We have covered and will continue to cover that aspect as free agency approaches. But, in this post, we want to discuss the Raiders’ own free agents and whether they will have a chance to make the move to Las Vegas.
Here they are ranked in order:
Daryl Worley: Just because he’s the top player on this list, it doesn’t mean he is a high priority. It’s not a great list but I do think Worley is decent having started 15 games last season and he is only 25. He is far from perfect and he is definitely a No. 2 (maybe No. 3 on a good defense) rather than a top cornerback. The Raiders are reportedly trying to get better at the position this offseason, which means that Worley may be allowed to walk. Cornerbacks routinely get overpaid in free agency and that could be the case with Worley on the open market.
Karl Joseph: I could see where some people would rank Joseph over Worley. But the truth is, Joseph just hasn’t worked out after being the No. 14 overall draft pick four years. Yes, he can hit a little bit. Yes, he has made some strides and, yes, he is better in Paul Guenther’s system than in the previous system. But is he really a player who you can count on to become a true starter and one who can stay healthy for the long term? I doubt Joseph will command a big deal on the open market, so perhaps he will be brought back at a good price. But I’d like to see the Raiders upgrade at safety.
Dion Jordan: The No. 3 overall draft pick in 2013 flashed some for the Raiders late last season. He had two sacks and five tackles in seven games with the Raiders. Jordan, whose career has been affected by NFL suspensions, is athletic and perhaps he could be a rotational player for the Raiders in 2020, and shouldn’t be expensive to keep.
DeAndre Washington: The fifth-round pick in 2016 is similar to Jalen Richard (who was an undrafted signing in 2016), but he has been less effective. Yet, Washington had his moments last season when he helped beat the Chargers in December with 85 rushing yards with rookie starter Josh Jacobs hurt. Washington had 308 yards and 36 receptions. If the Raiders add a bigger backup, they likely won’t keep both Richard (he’s already re-signed and will stay) and Washington. But if Washington stays, it wouldn’t be the worst thing for the Raiders.
Benson Mayowa: He’s just a guy, but he does have some pass-rush burst. But Mayowa lost playing time as the season went on, even though the Raiders were lacking at his position. He probably won’t be a high priority for the Raiders. Mayowa’s seven sacks last season could perhaps get him a decent deal on the open market, according to an NFL source.
Will Compton: Compton took time away from starter Tahir Whitehead after he was signed mid-season. Compton is a smart, love-of-the-game type that Jon Gruden appreciates so he could be back, but the Raiders will likely look for an upgrade first.

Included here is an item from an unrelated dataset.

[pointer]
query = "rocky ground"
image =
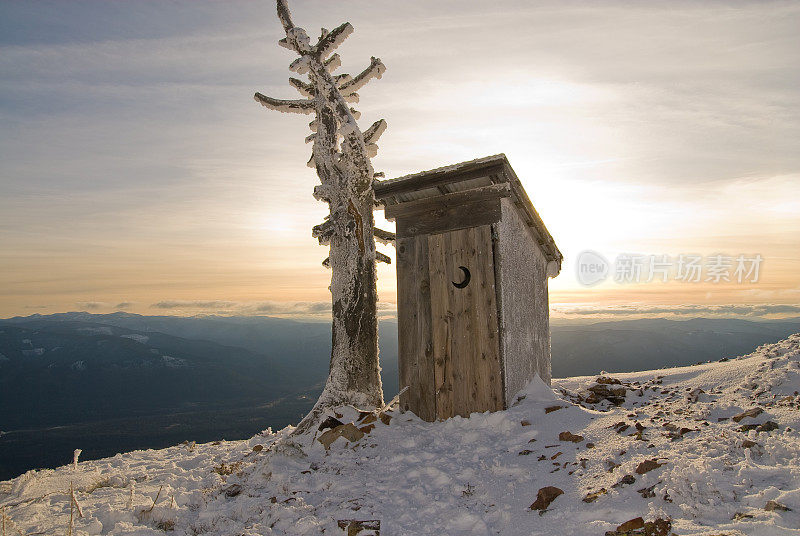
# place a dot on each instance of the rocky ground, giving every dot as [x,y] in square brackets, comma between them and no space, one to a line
[711,449]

Jordan Devey: He was signed last year to be a top backup, but missed the final 12 games with a torn pec. The Raiders recently re-signed Denzelle Good to be a top backup, but Devey could possibly come back a backup again.
Vontaze Burfict: He may be listed much higher on other people’s lists but I just don’t see the point of re-signing him. The NFL won’t hesitate to suspend him if he sneezes too loud on the field. I just think the Raiders should go in another direction at linebacker.
Conclusion: As you can tell, there aren’t a lot of must-retain players on this list. Every one one is replaceable. Perhaps the losses of Worley and Joseph would hurt if the Raiders don’t sufficiently replace them, but neither loss would be crushing. So, the Raiders are good shape here — they can cherry pick their own free agents and let others the move on.